La réponse en 30 secondes
Tout se joue sur un seul point : l'endroit où le client a signé. Ce n'est pas le montant du chantier, ni la façon dont tu as eu le contact, ni le fait que le client t'ait appelé lui-même. C'est le lieu de la signature.
| Où le client signe | Rétractation | Acompte encaissable |
|---|---|---|
| Dans ton atelier, ton bureau, ton showroom | Aucun droit de rétractation | Tout de suite |
| Chez lui, sur le chantier, sur un salon, sur une foire | 14 jours | Rien pendant 7 jours |
| À distance (e-mail, lien de signature, téléphone) | 14 jours si tu vends à distance de façon organisée | Tout de suite |
Signé chez le client : les 14 jours s'appliquent, même s'il t'a appelé
Le point de départ, c'est la définition du contrat conclu hors établissement, à l'article L221-1 du code de la consommation. Elle vise tout contrat conclu entre un professionnel et un consommateur « dans un lieu qui n'est pas celui où le professionnel exerce son activité en permanence ou de manière habituelle, en la présence physique simultanée des parties, y compris à la suite d'une sollicitation ou d'une offre faite par le consommateur ».
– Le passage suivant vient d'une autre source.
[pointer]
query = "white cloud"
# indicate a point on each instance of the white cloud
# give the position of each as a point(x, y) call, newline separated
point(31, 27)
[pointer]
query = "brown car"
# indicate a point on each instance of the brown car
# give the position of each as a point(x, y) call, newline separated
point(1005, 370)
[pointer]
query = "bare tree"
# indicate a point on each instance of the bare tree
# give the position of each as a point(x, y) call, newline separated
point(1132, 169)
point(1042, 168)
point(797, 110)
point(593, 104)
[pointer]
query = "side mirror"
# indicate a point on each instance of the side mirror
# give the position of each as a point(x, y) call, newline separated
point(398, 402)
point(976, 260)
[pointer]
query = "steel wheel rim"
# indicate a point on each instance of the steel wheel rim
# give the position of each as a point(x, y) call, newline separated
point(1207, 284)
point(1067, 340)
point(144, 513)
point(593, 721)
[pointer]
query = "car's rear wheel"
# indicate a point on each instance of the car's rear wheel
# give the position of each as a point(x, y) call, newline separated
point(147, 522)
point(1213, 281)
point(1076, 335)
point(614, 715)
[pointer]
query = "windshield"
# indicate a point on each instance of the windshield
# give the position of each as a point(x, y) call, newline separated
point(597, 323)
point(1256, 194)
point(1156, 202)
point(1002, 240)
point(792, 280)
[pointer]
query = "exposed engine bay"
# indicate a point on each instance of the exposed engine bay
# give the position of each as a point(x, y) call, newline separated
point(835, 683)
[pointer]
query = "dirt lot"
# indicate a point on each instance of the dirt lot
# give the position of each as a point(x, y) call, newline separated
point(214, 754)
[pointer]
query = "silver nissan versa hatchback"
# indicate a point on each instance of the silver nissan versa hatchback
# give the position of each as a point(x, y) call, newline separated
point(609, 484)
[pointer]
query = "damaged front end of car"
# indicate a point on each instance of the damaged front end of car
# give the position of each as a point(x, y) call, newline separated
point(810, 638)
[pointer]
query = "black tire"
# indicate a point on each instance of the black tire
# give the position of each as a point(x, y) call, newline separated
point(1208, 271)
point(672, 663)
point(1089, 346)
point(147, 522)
Ces derniers mots règlent le débat. Le client peut t'avoir trouvé sur Google, t'avoir appelé trois fois, t'avoir supplié de passer : si tu fais signer le devis dans son salon, c'est un contrat hors établissement. Et l'article L221-18 lui ouvre quatorze jours pour se rétracter, sans avoir à donner de motif et sans frais.
Concrètement, ça couvre à peu près toutes tes signatures : le devis signé sur la table de la cuisine, celui signé sur le capot du camion devant le portail, celui signé sur ton stand à la foire de printemps, celui signé dans les bureaux du client. Tous sont hors établissement. Le seul cas où tu es tranquille, c'est quand le client se déplace jusqu'à ton atelier ou ton showroom pour signer.
Et le devis signé par e-mail ou par lien ?
Là, c'est plus nuancé. L'article L221-1 définit le contrat à distance comme celui conclu « dans le cadre d'un système organisé de vente ou de prestation de services à distance, sans la présence physique simultanée du professionnel et du consommateur, par le recours exclusif à une ou plusieurs techniques de communication à distance jusqu'à la conclusion du contrat ».
Les mots qui comptent : « système organisé ». Un artisan qui envoie exceptionnellement un devis par e-mail après une visite sur place n'est pas dans la même situation que celui dont tout le parcours — demande, devis, signature électronique — se fait à distance de façon habituelle. La qualification dépend des faits, et c'est un juge qui tranche en cas de litige.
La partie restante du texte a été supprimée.